In 1897, the granulated gelatin, called Jell-O, began to be sold in United States. The strawberry, raspberry, orange, lemon flavoring and sugar were added in granulated gelatin. When its mixture with hot water becomes cold, it gelled to become a crystal pudding. Gelatin began to be a popular food additive worldwide at that time.


Its value is increasing in the medical field due to its compatibility with human body, little rejection and similar osmotic pressure. It is made into sponges or patches to stop bleeding and to promote wound healing. In emergency, gelatin-based substances can replace blood plasma to save the patients, which was used on a large scale after Second World War.

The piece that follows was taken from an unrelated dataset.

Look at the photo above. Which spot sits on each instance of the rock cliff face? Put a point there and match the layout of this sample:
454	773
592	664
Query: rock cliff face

Microencapsulation technology began to be studied after the Second World War. In 1970s, various products made of microcapsules began to enter market because of the technological breakthrough. The filler was wrapped by gelatin to form a small spherical capsule of a few microns, which can effectively prevent filler from denaturing due to air, bacteria, light, etc; It also slowed down the release of filler or the physical means such as light, electricity, and ultrasound were used to control the filler release. Microencapsulation technology was widely used in medicine, food, cosmetics, dyes, and carbonless copy paper and other fields.

Instant gelatin started entering the market in 1970s. It can dissolve in cold water directly and gel into jelly after 2-3 hours. Not needing hot water for dissolution, it was more convenient and quicker than traditional gelatin to prepare cold food: ice cream, jelly and cake glazing.

Hydrolyzed gelatin is another product that manufactured after second world war. It can replace fat and syrup in food to reduce calories. It is suitable to make low-fat margarine, low-fat dipping sauce and low-fat cereal bar, etc.

Today, gelatin is used as gelling agent, whipping agent, stabilizer and emulsifier in food. It can be found in jams, yogurt, cheese, aspic, ice cream and candy. It is also used in pharmaceuticals, printing and skin care products.